Pakistan is officially recognized in South Asia as the Islamic Republic of Pakistan, where Islam is the largest and dominating religion. By Art. 2 of Pakistan’s Constitution, Islam is the state religion. The Islamic Republic of Pakistan is called “The global center for political Islam.”The country attained its independence in 1947 from Britain and was called West Pakistan (now Pakistan). This country is the homeland of not only the Muslim community but also the Hindu community. After independence, the country was partitioned by British India, demanding a separate state for the Muslim majority. As a result, a large number of Hindu families migrated to India as refugees. Many Hindu families in Pakistan are found in the region called Sindh. This region is home to the majority of Hindus and also to many religious places.According to the 1998 Census report, this Muslim province comprises Hindus of about 1.85% of Pakistan’s population. But the Hindu council of Pakistan claims that there are 8 million Hindus presently living in Pakistan, constituting 4% of Pakistan’s population. The Hindus who considered Pakistan as their motherland and stayed back are facing a few major problems. Hindu women are subjected to the forcible conversion of religion, abduction, and marriage without consent, physical assault, and many more. The women belonging to the minority class are being targeted by the perpetrators of all these acts. From various incidents, we can learn that the government or state is not interested in looking into this matter, which would be a turning point for the perpetrators.

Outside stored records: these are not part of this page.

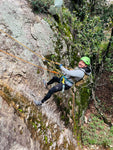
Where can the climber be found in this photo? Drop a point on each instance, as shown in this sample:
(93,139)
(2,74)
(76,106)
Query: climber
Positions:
(70,77)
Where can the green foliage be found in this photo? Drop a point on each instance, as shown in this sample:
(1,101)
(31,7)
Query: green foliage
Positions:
(41,5)
(96,132)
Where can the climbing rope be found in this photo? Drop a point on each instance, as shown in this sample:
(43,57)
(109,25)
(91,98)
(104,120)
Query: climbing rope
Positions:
(28,62)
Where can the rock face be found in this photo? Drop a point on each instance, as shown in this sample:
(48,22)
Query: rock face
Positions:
(22,125)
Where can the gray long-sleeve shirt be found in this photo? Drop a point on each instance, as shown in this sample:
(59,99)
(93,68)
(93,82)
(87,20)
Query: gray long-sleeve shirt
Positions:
(73,75)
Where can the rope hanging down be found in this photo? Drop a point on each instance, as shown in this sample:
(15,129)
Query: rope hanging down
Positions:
(28,62)
(43,58)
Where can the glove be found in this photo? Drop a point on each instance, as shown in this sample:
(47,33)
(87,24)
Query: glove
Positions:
(60,65)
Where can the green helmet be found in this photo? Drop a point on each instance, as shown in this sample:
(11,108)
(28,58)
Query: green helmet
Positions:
(86,60)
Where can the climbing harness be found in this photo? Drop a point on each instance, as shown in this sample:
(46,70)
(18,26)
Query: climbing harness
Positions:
(62,80)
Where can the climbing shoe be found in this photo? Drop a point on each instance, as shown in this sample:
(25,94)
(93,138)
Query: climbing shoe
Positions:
(38,103)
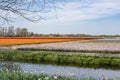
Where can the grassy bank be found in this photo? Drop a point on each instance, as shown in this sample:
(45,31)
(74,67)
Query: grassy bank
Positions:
(59,58)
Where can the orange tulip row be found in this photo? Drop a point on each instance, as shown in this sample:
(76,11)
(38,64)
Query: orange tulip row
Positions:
(14,41)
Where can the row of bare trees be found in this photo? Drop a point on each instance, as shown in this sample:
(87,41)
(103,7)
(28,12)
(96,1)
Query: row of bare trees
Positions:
(13,32)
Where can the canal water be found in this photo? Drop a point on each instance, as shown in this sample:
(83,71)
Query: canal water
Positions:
(52,69)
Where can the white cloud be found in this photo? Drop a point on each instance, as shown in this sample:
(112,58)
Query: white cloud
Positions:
(87,10)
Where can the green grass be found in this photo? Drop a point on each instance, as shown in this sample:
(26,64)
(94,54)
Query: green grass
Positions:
(59,58)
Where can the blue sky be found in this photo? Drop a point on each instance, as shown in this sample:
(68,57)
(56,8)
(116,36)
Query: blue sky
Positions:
(94,17)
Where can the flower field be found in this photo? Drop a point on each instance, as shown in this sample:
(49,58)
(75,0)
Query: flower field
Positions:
(14,41)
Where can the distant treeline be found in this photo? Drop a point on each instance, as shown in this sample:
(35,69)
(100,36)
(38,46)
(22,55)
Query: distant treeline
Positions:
(23,32)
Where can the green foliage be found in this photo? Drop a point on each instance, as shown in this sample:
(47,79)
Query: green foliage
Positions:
(59,58)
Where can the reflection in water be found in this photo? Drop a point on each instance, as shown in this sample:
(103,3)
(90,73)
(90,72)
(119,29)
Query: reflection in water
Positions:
(62,70)
(9,66)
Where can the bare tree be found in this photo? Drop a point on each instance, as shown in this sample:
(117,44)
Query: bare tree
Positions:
(28,9)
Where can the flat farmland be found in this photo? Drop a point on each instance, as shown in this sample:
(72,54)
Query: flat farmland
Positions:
(99,44)
(16,41)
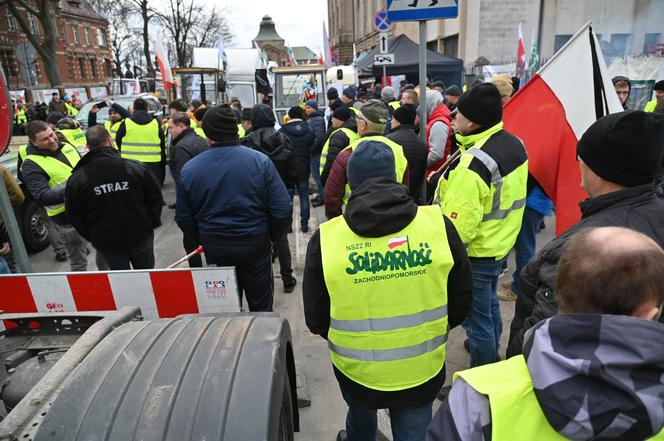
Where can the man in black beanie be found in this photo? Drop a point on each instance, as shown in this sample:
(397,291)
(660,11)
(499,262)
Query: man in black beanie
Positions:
(403,133)
(344,131)
(483,192)
(231,199)
(618,174)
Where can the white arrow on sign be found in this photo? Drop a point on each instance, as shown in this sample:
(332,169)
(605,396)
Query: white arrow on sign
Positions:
(406,5)
(383,42)
(383,59)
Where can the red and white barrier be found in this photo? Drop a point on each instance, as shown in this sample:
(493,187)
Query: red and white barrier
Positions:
(159,293)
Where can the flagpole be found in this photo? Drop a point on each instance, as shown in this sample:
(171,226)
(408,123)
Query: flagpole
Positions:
(560,51)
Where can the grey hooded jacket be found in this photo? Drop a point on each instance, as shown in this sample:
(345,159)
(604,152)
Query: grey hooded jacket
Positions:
(596,377)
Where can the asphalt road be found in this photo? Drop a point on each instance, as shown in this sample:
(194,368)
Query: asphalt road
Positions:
(326,415)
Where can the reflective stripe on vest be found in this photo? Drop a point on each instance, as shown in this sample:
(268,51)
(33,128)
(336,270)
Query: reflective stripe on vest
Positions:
(141,142)
(75,137)
(378,337)
(516,414)
(112,129)
(57,171)
(401,163)
(352,136)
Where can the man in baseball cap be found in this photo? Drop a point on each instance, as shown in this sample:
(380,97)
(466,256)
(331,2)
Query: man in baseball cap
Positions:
(371,123)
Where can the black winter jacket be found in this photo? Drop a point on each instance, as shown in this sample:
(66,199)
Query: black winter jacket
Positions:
(636,208)
(416,154)
(302,139)
(184,147)
(317,123)
(377,208)
(338,142)
(36,181)
(114,203)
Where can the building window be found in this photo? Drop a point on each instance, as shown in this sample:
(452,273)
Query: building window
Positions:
(11,21)
(101,38)
(93,67)
(619,44)
(32,24)
(74,31)
(650,40)
(451,46)
(560,41)
(81,67)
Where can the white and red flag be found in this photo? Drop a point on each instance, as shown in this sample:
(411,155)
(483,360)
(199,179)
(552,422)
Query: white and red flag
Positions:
(551,113)
(164,65)
(520,55)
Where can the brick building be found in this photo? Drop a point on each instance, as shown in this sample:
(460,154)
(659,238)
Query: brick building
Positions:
(82,49)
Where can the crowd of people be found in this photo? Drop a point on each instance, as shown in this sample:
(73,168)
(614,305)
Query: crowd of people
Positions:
(416,238)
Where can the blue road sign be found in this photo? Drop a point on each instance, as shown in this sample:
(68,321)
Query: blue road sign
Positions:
(381,22)
(412,10)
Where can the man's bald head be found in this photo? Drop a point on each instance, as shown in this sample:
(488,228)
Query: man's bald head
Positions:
(610,270)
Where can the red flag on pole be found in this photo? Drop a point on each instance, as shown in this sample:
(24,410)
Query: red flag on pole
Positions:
(551,113)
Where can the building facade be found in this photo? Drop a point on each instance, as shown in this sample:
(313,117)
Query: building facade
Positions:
(489,28)
(82,50)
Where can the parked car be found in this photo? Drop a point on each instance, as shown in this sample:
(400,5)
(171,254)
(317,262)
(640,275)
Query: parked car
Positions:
(154,107)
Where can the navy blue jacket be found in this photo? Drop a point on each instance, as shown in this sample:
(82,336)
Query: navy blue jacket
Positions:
(234,192)
(317,123)
(302,139)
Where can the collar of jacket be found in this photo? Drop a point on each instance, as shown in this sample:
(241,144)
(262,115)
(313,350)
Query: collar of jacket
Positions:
(182,134)
(403,127)
(627,195)
(467,141)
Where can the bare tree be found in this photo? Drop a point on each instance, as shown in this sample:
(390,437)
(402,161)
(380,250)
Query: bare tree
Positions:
(45,44)
(189,24)
(146,13)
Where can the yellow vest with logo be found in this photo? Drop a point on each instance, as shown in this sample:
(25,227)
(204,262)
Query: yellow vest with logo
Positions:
(516,415)
(650,106)
(401,163)
(502,211)
(141,142)
(58,172)
(21,117)
(75,137)
(388,301)
(352,136)
(112,129)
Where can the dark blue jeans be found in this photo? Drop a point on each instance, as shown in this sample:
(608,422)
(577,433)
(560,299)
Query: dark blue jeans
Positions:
(315,172)
(408,423)
(303,194)
(253,268)
(484,326)
(525,245)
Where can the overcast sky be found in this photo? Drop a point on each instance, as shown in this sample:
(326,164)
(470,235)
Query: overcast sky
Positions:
(299,22)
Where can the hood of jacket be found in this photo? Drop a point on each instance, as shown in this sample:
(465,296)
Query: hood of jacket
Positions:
(296,129)
(262,116)
(598,376)
(379,207)
(434,99)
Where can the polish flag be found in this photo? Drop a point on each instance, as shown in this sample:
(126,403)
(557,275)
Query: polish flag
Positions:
(520,55)
(397,242)
(164,65)
(551,113)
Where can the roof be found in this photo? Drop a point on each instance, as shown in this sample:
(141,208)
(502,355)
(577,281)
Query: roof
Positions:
(267,31)
(304,53)
(79,8)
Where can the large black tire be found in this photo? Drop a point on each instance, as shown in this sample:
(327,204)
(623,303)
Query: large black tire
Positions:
(33,226)
(190,378)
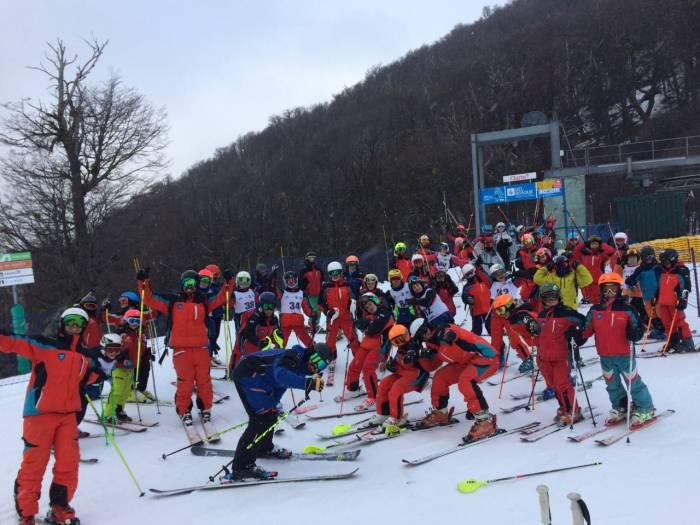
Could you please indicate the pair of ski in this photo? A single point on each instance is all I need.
(539, 397)
(546, 430)
(348, 455)
(617, 436)
(135, 427)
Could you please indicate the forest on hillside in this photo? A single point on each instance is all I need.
(377, 158)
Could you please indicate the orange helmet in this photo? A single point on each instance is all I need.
(610, 278)
(214, 269)
(398, 335)
(503, 303)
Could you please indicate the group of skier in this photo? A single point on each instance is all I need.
(512, 280)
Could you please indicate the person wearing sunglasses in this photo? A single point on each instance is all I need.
(615, 325)
(52, 401)
(293, 306)
(188, 311)
(408, 373)
(261, 329)
(468, 360)
(335, 301)
(261, 379)
(402, 259)
(310, 282)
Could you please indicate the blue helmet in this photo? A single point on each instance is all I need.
(132, 296)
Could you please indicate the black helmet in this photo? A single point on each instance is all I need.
(670, 256)
(189, 274)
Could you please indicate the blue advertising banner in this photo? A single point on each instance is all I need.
(522, 192)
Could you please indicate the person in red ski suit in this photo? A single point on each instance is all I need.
(53, 398)
(469, 360)
(189, 340)
(293, 306)
(593, 255)
(375, 325)
(476, 295)
(335, 301)
(559, 325)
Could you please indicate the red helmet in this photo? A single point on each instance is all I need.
(214, 269)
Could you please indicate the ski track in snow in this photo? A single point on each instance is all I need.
(658, 461)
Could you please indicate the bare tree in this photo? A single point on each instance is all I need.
(77, 156)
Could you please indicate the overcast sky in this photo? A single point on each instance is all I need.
(222, 68)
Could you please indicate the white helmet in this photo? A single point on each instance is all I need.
(496, 267)
(468, 270)
(244, 277)
(334, 267)
(111, 340)
(416, 325)
(74, 310)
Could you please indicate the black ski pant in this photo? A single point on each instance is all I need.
(247, 451)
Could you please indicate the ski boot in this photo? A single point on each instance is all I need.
(640, 417)
(277, 453)
(250, 472)
(61, 515)
(568, 419)
(123, 417)
(330, 380)
(367, 404)
(393, 426)
(436, 417)
(484, 426)
(209, 431)
(526, 365)
(192, 434)
(616, 415)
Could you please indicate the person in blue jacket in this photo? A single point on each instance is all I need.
(646, 276)
(261, 379)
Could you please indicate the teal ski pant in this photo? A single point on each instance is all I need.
(616, 369)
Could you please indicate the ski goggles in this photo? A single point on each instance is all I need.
(74, 321)
(190, 282)
(318, 361)
(399, 340)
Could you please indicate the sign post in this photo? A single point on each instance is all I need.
(16, 269)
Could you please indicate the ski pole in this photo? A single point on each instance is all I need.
(472, 485)
(585, 390)
(545, 511)
(119, 452)
(234, 427)
(579, 510)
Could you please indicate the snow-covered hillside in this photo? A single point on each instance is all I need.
(652, 480)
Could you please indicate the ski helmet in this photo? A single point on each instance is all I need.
(400, 247)
(189, 278)
(395, 274)
(268, 301)
(74, 316)
(291, 279)
(468, 271)
(131, 296)
(243, 279)
(418, 328)
(215, 270)
(416, 258)
(399, 335)
(668, 257)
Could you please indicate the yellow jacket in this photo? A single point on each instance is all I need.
(569, 284)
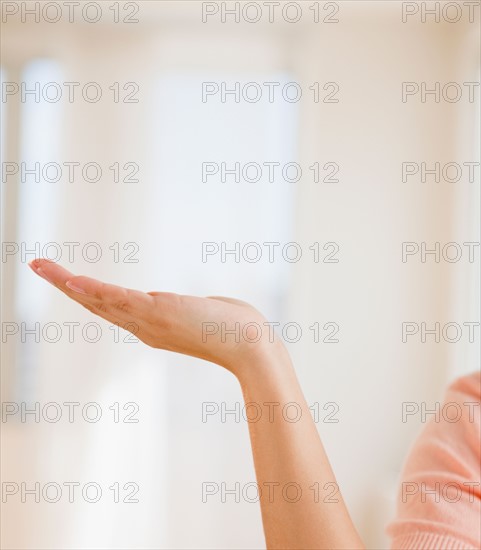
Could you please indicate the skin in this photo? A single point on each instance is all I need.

A few members of the National Assembly have introduced a special bill called The Hindu Marriage Bill, where all the wrongdoers can be put behind bars and Hindu women can attain justice in a very possible way. The bill would protect the customs of the Hindu religion, and protect and guarantee the rights of women. The bill provided proof of marriage, birth, divorce, annulment, adoption, proof of legal heirs, and various measures. As no other members of Parliament were interested in passing it, the bill was stuck. In March 2017, Pakistan’s President approved the Hindu Marriage Bill, 2017 on the advice of PM Nawaz Sharif and turned the bill into law.This law applies to all provinces of Pakistan except Sindh. Sindh has its separate legislation for Hindu marriages, i.e. the Sindh Hindu Marriage Act. 

Research Methodology

Descriptive and Analytical Legal Research Methodology isused for this particular research paper. A detailed examination of the topic is done. The data is collected from different primary and secondary sources. The sources include relevant articles, law journals, newspaper clippings, opinions, reviews, various databases, relevant statutory laws and their criticism, textbooks, video files, etc. A researcher would mainly like to clarify in a concise style the situation or case of his/her study. It is a theory-based research design generated by the collection, review, and presentation of data collected. A researcher may have information about why and how work is being carried out in a detailed research design.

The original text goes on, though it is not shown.